In Cartoon Network's DC Super Hero Girls animated series, Grey Griffin voiced Lois Lane. Lois is a student at Metropolis High and editor-in-chief of the school newspaper "Daily Planetoid". Lois hopes to get an internship at the Daily Planet and writes and reports local news and events in Metropolis, including the heroic deeds of Super Hero Girls. In the episode "#BreakingNews", she uncovers the civilian identities of the superhero teams but decides against publishing the story.

Justice League Action
Lois appears in the animated series and its web series Justice League Action, voiced by Tara Strong. In the episode "Race Against Crime", she hosts a charity race between Superman and the Flash sponsored by Bruce Wayne.

Young Justice
In the animated series, Young Justice Grey Griffin voiced Lois. In the season 3 episode "Home Fires", Lois and her son Jon arrive at Iris West's home for a playdate with the children of other superheroes. In the season 4 episode "I Know Why the Caged Cat Sings", Lois, Clark, and Jon are in Smallville at the Kent farm for a family gathering and mourning the death of Conner Kent. In the season 4 finale, Clark and Lois reveal to Jon that Conner is alive. The Kent family later attends Conner and Miss Martian's wedding in Smallville.

Harley Quinn
Natalie Morales voiced Lois Lane in the animated series Harley Quinn. In the episode "Finding Mr. Right", Harley Quinn and her crew tie up Lois at the Daily Planet and try to get her to retract an article written about Harley. But Lois is unconcerned and laughs off Harley's threats. When Superman shows up, Harley tries to convince him to be Harley's nemesis. When Robin arrives, Superman decides to step aside and let Robin fight Harley.
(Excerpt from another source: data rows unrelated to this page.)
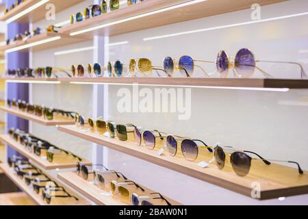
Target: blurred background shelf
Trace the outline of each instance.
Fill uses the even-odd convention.
[[[14,21],[14,22],[19,23],[34,23],[42,20],[45,17],[47,12],[45,7],[47,4],[51,3],[55,5],[57,12],[59,12],[82,1],[83,0],[27,0],[19,5],[15,7],[13,10],[10,10],[8,13],[5,14],[0,18],[0,21],[4,21],[12,18],[13,16],[23,12],[25,10],[29,10],[29,8],[34,7],[34,5],[36,5],[36,4],[38,3],[40,4],[39,7],[28,12],[23,16],[16,18]]]
[[[57,159],[56,161],[51,163],[47,158],[37,156],[33,153],[27,150],[24,146],[16,142],[14,139],[10,138],[8,135],[0,135],[0,140],[2,140],[9,144],[11,147],[16,150],[21,154],[31,160],[33,162],[38,164],[44,170],[54,170],[54,169],[64,169],[64,168],[75,168],[77,166],[78,161],[73,157],[63,157],[60,159]],[[87,160],[82,160],[82,162],[86,165],[90,165],[91,162]]]
[[[259,0],[258,3],[264,5],[283,1],[285,0]],[[247,9],[255,3],[255,0],[207,0],[185,7],[175,7],[171,10],[166,10],[169,7],[179,6],[181,3],[187,3],[190,1],[194,1],[148,0],[145,2],[140,2],[136,5],[120,8],[101,16],[64,27],[61,28],[60,33],[68,34],[105,25],[103,28],[82,34],[90,36],[99,34],[111,36]],[[162,12],[153,13],[154,11],[159,10],[162,10]],[[149,12],[151,12],[151,14],[146,16],[146,18],[143,16],[133,20],[131,19],[136,16],[140,16]],[[123,20],[124,20],[124,22],[121,21]],[[113,25],[110,25],[110,23],[113,23]]]
[[[12,115],[17,116],[18,117],[31,120],[35,123],[38,123],[46,126],[55,126],[57,125],[72,125],[75,124],[74,119],[68,119],[66,118],[55,118],[52,120],[49,120],[44,118],[44,116],[36,116],[32,114],[29,114],[27,112],[23,112],[20,110],[11,109],[3,106],[0,106],[0,110],[6,112]]]

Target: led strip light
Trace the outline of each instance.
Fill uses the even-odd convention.
[[[15,48],[7,49],[7,50],[5,50],[5,53],[12,53],[12,52],[15,52],[16,51],[23,50],[23,49],[27,49],[27,48],[34,47],[36,47],[36,46],[38,46],[38,45],[40,45],[40,44],[44,44],[44,43],[58,40],[60,39],[61,39],[61,36],[52,37],[51,38],[48,38],[48,39],[46,39],[46,40],[40,40],[40,41],[38,41],[38,42],[31,42],[31,43],[29,43],[29,44],[27,44],[25,45],[22,45],[22,46],[19,46],[19,47],[15,47]]]
[[[10,23],[13,22],[13,21],[17,20],[18,18],[22,17],[25,14],[27,14],[31,12],[31,11],[33,11],[34,10],[38,8],[38,7],[40,7],[41,5],[44,5],[44,3],[47,3],[50,0],[42,0],[42,1],[39,1],[39,2],[38,2],[37,3],[33,5],[32,6],[29,7],[26,10],[22,11],[21,12],[17,14],[16,15],[13,16],[10,18],[8,18],[8,20],[5,21],[5,23],[8,23],[8,24]]]
[[[76,36],[76,35],[84,34],[84,33],[92,31],[94,31],[94,30],[96,30],[96,29],[101,29],[101,28],[104,28],[104,27],[115,25],[117,25],[117,24],[119,24],[119,23],[121,23],[127,22],[127,21],[132,21],[132,20],[144,18],[144,17],[146,17],[146,16],[151,16],[151,15],[153,15],[153,14],[156,14],[167,12],[167,11],[172,10],[174,10],[174,9],[177,9],[177,8],[182,8],[182,7],[185,7],[185,6],[188,6],[188,5],[196,4],[196,3],[200,3],[200,2],[203,2],[203,1],[207,1],[207,0],[194,0],[194,1],[190,1],[189,2],[186,2],[186,3],[181,3],[181,4],[179,4],[179,5],[173,5],[173,6],[162,8],[162,9],[159,9],[159,10],[155,10],[155,11],[153,11],[153,12],[147,12],[147,13],[144,13],[144,14],[142,14],[131,16],[129,18],[124,18],[124,19],[122,19],[122,20],[119,20],[119,21],[108,23],[103,24],[103,25],[99,25],[99,26],[97,26],[97,27],[93,27],[82,29],[82,30],[80,30],[80,31],[75,31],[75,32],[70,33],[70,36]]]

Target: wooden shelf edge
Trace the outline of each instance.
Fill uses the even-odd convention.
[[[25,149],[21,144],[16,142],[14,140],[12,140],[8,135],[0,135],[0,140],[3,140],[11,147],[16,150],[21,154],[31,159],[33,162],[40,166],[44,170],[55,170],[55,169],[66,169],[66,168],[73,168],[77,166],[77,162],[70,163],[49,163],[47,159],[43,159],[40,157],[38,157],[34,153],[28,151]],[[83,160],[82,162],[86,165],[90,165],[92,163],[87,160]]]
[[[94,185],[90,185],[88,181],[77,176],[75,172],[60,172],[57,174],[57,178],[97,205],[127,205],[114,200],[112,196],[103,197],[103,195],[100,195],[102,191],[99,188]],[[80,184],[83,185],[83,186],[80,186]],[[90,187],[91,190],[93,192],[87,191],[87,188],[88,187]]]
[[[14,172],[14,170],[12,170],[8,164],[0,164],[0,168],[2,168],[5,174],[5,175],[11,179],[14,183],[15,183],[21,190],[22,190],[23,192],[27,193],[29,197],[31,197],[38,205],[49,205],[48,204],[46,204],[44,201],[42,200],[41,195],[36,194],[31,188],[28,187],[25,183],[23,181],[23,179],[21,179],[17,177]],[[51,178],[51,180],[55,181],[53,179]],[[58,183],[58,181],[55,181]],[[60,183],[60,185],[62,185]],[[72,193],[73,191],[71,191],[69,189],[66,190],[68,191],[68,193]],[[75,195],[75,194],[74,194]],[[78,198],[79,201],[78,201],[78,203],[77,205],[90,205],[90,203],[87,201],[84,198],[81,198],[78,196]],[[57,203],[55,205],[71,205],[72,203],[68,203],[67,202],[57,202]]]
[[[0,110],[4,111],[10,114],[16,116],[18,117],[22,118],[25,120],[31,120],[37,123],[40,123],[44,125],[45,126],[55,126],[58,125],[73,125],[75,124],[75,122],[72,120],[47,120],[42,118],[40,118],[38,116],[36,116],[34,115],[30,115],[26,112],[20,112],[19,110],[8,108],[3,106],[0,106]]]
[[[150,152],[146,153],[142,151],[141,149],[138,149],[138,148],[134,149],[131,146],[123,146],[120,144],[117,144],[117,143],[112,142],[112,140],[104,140],[103,137],[96,138],[88,136],[85,133],[76,131],[73,129],[70,129],[70,127],[73,126],[58,126],[57,129],[59,131],[67,133],[72,136],[86,140],[90,142],[97,143],[99,145],[108,147],[111,149],[114,149],[117,151],[140,158],[146,162],[167,168],[168,169],[208,182],[209,183],[227,188],[237,193],[240,193],[247,196],[251,196],[253,188],[250,187],[251,184],[246,183],[247,186],[244,186],[243,185],[239,184],[238,183],[237,183],[235,181],[233,182],[231,180],[228,180],[224,177],[225,176],[227,176],[227,174],[224,174],[222,172],[220,172],[218,176],[215,176],[216,172],[214,171],[222,170],[211,170],[209,169],[207,169],[206,171],[203,171],[203,170],[205,169],[198,169],[196,168],[196,166],[193,166],[194,164],[191,162],[186,161],[179,161],[178,159],[174,157],[166,158],[166,157],[164,156],[159,157],[155,153],[151,153]],[[125,144],[125,143],[123,144],[123,145]],[[305,172],[307,173],[307,172]],[[224,175],[222,174],[224,174]],[[243,179],[241,179],[241,180],[245,181],[246,179],[244,178]],[[251,180],[252,179],[249,179],[249,181]],[[263,183],[265,183],[264,185],[267,183],[266,181],[261,180],[261,179],[254,179],[254,180],[256,181],[263,181]],[[283,192],[282,191],[283,191]],[[293,192],[294,192],[294,193],[293,193]],[[261,196],[258,199],[263,200],[279,198],[281,196],[282,194],[285,194],[285,196],[291,196],[299,194],[299,193],[302,194],[308,193],[308,183],[304,186],[294,185],[292,188],[287,188],[284,186],[281,189],[270,189],[270,190],[264,190],[260,191]]]

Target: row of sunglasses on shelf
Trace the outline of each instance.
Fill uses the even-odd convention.
[[[10,5],[9,7],[5,8],[5,14],[26,1],[27,0],[15,0],[15,1],[13,2],[13,3],[12,3],[11,5]]]
[[[27,112],[31,115],[34,115],[38,117],[44,116],[45,119],[49,120],[52,120],[55,117],[64,117],[73,119],[77,114],[77,113],[74,112],[53,109],[39,105],[32,105],[21,99],[8,99],[7,105],[10,108],[18,110],[23,112]]]
[[[92,181],[106,195],[111,194],[114,199],[123,203],[131,205],[171,205],[159,193],[146,192],[144,188],[129,180],[122,173],[108,170],[103,165],[86,166],[79,162],[77,170],[79,177]]]
[[[287,64],[298,66],[300,70],[301,78],[306,78],[307,74],[303,66],[298,62],[278,62],[278,61],[260,61],[255,59],[253,53],[248,49],[242,49],[236,54],[234,60],[232,60],[224,51],[220,51],[216,61],[198,60],[193,59],[189,55],[183,55],[179,60],[171,57],[164,59],[162,66],[156,66],[152,64],[152,62],[148,58],[131,59],[128,67],[120,60],[110,61],[107,66],[99,63],[93,64],[88,64],[86,69],[82,64],[72,65],[71,75],[64,68],[53,68],[52,67],[38,68],[35,70],[27,68],[19,70],[9,70],[9,76],[18,77],[51,77],[55,75],[53,70],[64,72],[68,77],[103,77],[107,71],[107,77],[153,77],[153,71],[156,72],[158,77],[172,77],[175,72],[179,71],[183,77],[192,77],[196,68],[203,73],[204,77],[210,77],[214,73],[209,73],[198,63],[203,62],[215,64],[217,74],[222,78],[229,75],[230,70],[233,70],[233,76],[240,78],[247,78],[252,77],[255,70],[261,72],[266,77],[272,77],[272,75],[257,66],[258,62]],[[34,73],[33,75],[32,73]],[[86,73],[87,72],[87,73]],[[197,77],[199,76],[196,76]]]
[[[53,68],[51,66],[38,67],[36,68],[18,68],[9,69],[6,71],[6,75],[8,77],[44,77],[51,78],[53,76],[55,78],[59,77],[59,74],[64,73],[68,77],[72,77],[66,69],[60,68]]]
[[[45,157],[51,163],[64,159],[75,160],[76,163],[82,161],[81,158],[75,154],[61,149],[26,131],[11,128],[8,133],[14,140],[24,146],[28,151],[40,157]]]
[[[146,1],[146,0],[127,0],[127,5],[131,5],[137,3],[138,1],[142,2]],[[119,0],[101,0],[99,4],[91,5],[86,8],[84,14],[79,12],[76,14],[72,14],[70,16],[70,24],[106,14],[109,11],[116,10],[120,8],[120,5],[121,3]]]
[[[87,120],[81,115],[76,115],[76,125],[80,129],[87,129],[111,138],[118,138],[120,141],[135,142],[138,146],[144,146],[149,150],[157,151],[162,155],[166,150],[171,157],[184,158],[190,162],[199,162],[202,167],[209,166],[214,162],[220,170],[224,169],[227,164],[231,164],[236,175],[245,177],[250,170],[252,160],[261,160],[270,166],[271,162],[289,163],[297,166],[300,175],[304,171],[298,163],[293,161],[283,161],[265,159],[257,153],[238,150],[233,146],[222,146],[217,144],[215,146],[208,146],[201,140],[191,139],[175,135],[169,135],[158,130],[142,130],[133,124],[119,125],[113,121],[105,121],[100,118]],[[253,155],[252,157],[248,154]]]
[[[55,27],[53,25],[49,25],[49,26],[48,26],[46,28],[46,31],[48,33],[57,33],[58,27]],[[40,27],[36,28],[32,31],[26,30],[26,31],[25,31],[23,34],[18,34],[14,37],[14,38],[7,39],[5,40],[6,44],[7,45],[14,44],[16,43],[17,42],[21,41],[21,40],[27,41],[27,40],[29,40],[31,37],[33,37],[34,36],[39,35],[40,34],[42,34],[42,30],[41,30],[41,29]]]
[[[47,204],[52,203],[53,199],[71,198],[78,201],[78,198],[70,195],[64,188],[59,186],[25,158],[14,155],[9,157],[8,162],[14,168],[17,176],[23,179],[34,192],[40,194],[42,198]]]

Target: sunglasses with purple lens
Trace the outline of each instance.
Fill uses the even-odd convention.
[[[256,66],[257,62],[290,64],[297,65],[300,68],[301,78],[307,77],[307,74],[303,66],[298,62],[279,62],[279,61],[264,61],[256,60],[253,53],[248,49],[240,49],[235,55],[234,61],[229,57],[228,54],[223,50],[220,51],[216,58],[217,72],[221,77],[227,77],[230,69],[233,70],[234,76],[247,78],[251,77],[255,70],[260,71],[266,77],[272,77],[272,75]]]

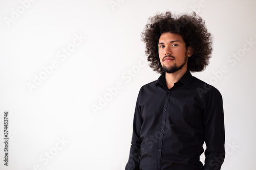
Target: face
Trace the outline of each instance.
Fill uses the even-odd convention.
[[[163,33],[158,42],[158,54],[163,71],[173,73],[179,70],[186,70],[188,57],[192,55],[190,47],[187,50],[181,36]]]

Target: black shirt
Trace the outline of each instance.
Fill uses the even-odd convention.
[[[224,140],[220,92],[189,71],[168,89],[164,73],[139,91],[125,170],[220,169]]]

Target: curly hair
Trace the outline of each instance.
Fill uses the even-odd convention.
[[[193,55],[188,57],[187,69],[191,72],[202,71],[209,64],[212,51],[212,36],[207,32],[205,21],[194,12],[191,15],[173,16],[170,12],[150,17],[142,32],[142,40],[149,66],[160,74],[164,72],[158,55],[158,41],[161,35],[170,32],[181,36],[186,48],[191,47]]]

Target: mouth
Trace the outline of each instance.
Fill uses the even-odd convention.
[[[174,60],[174,57],[164,57],[163,59],[164,62],[169,62]]]

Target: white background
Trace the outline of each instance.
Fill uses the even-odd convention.
[[[138,91],[160,76],[141,62],[140,34],[149,17],[167,10],[195,11],[214,37],[210,65],[193,75],[223,98],[222,169],[255,169],[255,1],[28,2],[25,8],[0,1],[0,141],[6,110],[10,138],[8,167],[0,142],[1,169],[124,169]],[[77,46],[76,35],[86,37]],[[68,47],[75,49],[59,57]],[[44,80],[30,90],[40,74]]]

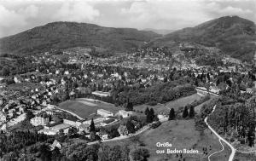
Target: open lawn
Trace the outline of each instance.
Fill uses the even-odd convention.
[[[97,109],[104,109],[113,113],[116,113],[118,111],[123,109],[110,103],[84,98],[61,102],[59,105],[59,107],[74,112],[84,119],[90,118],[90,116],[93,114],[96,114]]]
[[[169,107],[170,109],[174,108],[174,110],[176,111],[181,106],[185,106],[186,105],[191,104],[195,101],[199,101],[201,98],[201,96],[200,96],[199,95],[194,94],[187,97],[183,97],[176,101],[170,101],[166,103],[166,106]]]
[[[176,101],[170,101],[165,104],[157,104],[155,106],[149,106],[149,105],[140,105],[134,106],[136,111],[143,111],[144,112],[147,107],[153,108],[155,113],[169,113],[171,108],[174,108],[177,111],[181,106],[185,106],[188,104],[192,103],[195,101],[198,101],[201,98],[197,94],[194,94],[192,95],[179,98]]]
[[[255,161],[256,154],[255,153],[236,152],[234,160],[236,160],[236,161]]]
[[[152,129],[139,135],[138,140],[140,142],[145,144],[145,148],[149,150],[150,158],[148,160],[152,161],[165,159],[178,161],[183,160],[183,158],[186,161],[207,161],[208,155],[222,149],[218,138],[213,134],[211,134],[209,129],[206,129],[203,135],[199,131],[196,131],[195,129],[195,122],[192,119],[165,122],[157,129]],[[157,142],[169,142],[172,144],[172,147],[158,147],[156,146]],[[130,145],[131,149],[139,147],[132,139],[110,141],[104,144],[110,146],[127,144]],[[177,157],[176,154],[166,154],[167,149],[174,150],[175,148],[182,151],[184,148],[188,150],[195,149],[199,152],[195,154],[183,153],[182,158],[180,155]],[[203,151],[203,148],[207,148],[207,150]],[[156,150],[165,150],[165,153],[158,154],[156,153]],[[211,161],[225,161],[230,153],[228,149],[227,151],[224,149],[224,151],[211,157]],[[224,158],[224,156],[227,157]]]

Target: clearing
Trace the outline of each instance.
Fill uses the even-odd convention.
[[[106,103],[97,100],[79,98],[74,101],[67,101],[61,102],[59,108],[70,111],[79,117],[86,119],[90,116],[96,114],[97,109],[104,109],[116,113],[123,108],[117,107],[113,104]]]

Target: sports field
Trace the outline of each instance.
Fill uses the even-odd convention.
[[[104,109],[113,113],[123,109],[121,107],[116,107],[114,105],[110,103],[85,98],[61,102],[59,105],[59,107],[74,112],[84,119],[96,114],[97,109]]]

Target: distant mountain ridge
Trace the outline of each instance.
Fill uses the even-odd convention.
[[[0,51],[22,54],[77,46],[95,46],[113,51],[125,51],[160,36],[153,32],[132,28],[103,27],[77,22],[53,22],[0,38]]]
[[[251,61],[256,50],[256,26],[238,16],[224,16],[163,36],[152,30],[53,22],[0,38],[0,54],[36,53],[73,47],[97,47],[111,52],[124,52],[141,46],[177,49],[182,43],[216,47],[234,58]]]
[[[160,35],[166,35],[173,32],[175,30],[145,28],[143,31],[148,31],[148,32],[151,31]]]
[[[251,60],[256,49],[256,26],[253,21],[238,16],[224,16],[173,32],[153,43],[174,47],[182,42],[217,47],[234,58]]]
Harley is so insulted that she and her crew leave. Lois and Superman later go on a date at a sushi restaurant, while watching Harley (along with Poison Ivy), Batman and Joker fighting each other on TV.

My Adventures with Superman
Alice Lee will voice Lois Lane in the upcoming HBO Max and Cartoon Network animated series My Adventures with Superman, with Jack Quaid as Superman/Clark Kent. The series will follow the adventures of Clark, Lois and their friend Jimmy Olsen as an investigative reporting team at the Daily Planet.

Live-action films

1940s Superman serials

Noel Neill played Lois Lane in the first live-action appearance of Superman on film in the Columbia Pictures 15-part movie serial Superman (1948) with Kirk Alyn as Clark Kent/Superman. The movie was a popular success and launched Neill's career as an actress. A sequel, Atom Man vs. Superman, also starring Neill and Alyn was released in 1950.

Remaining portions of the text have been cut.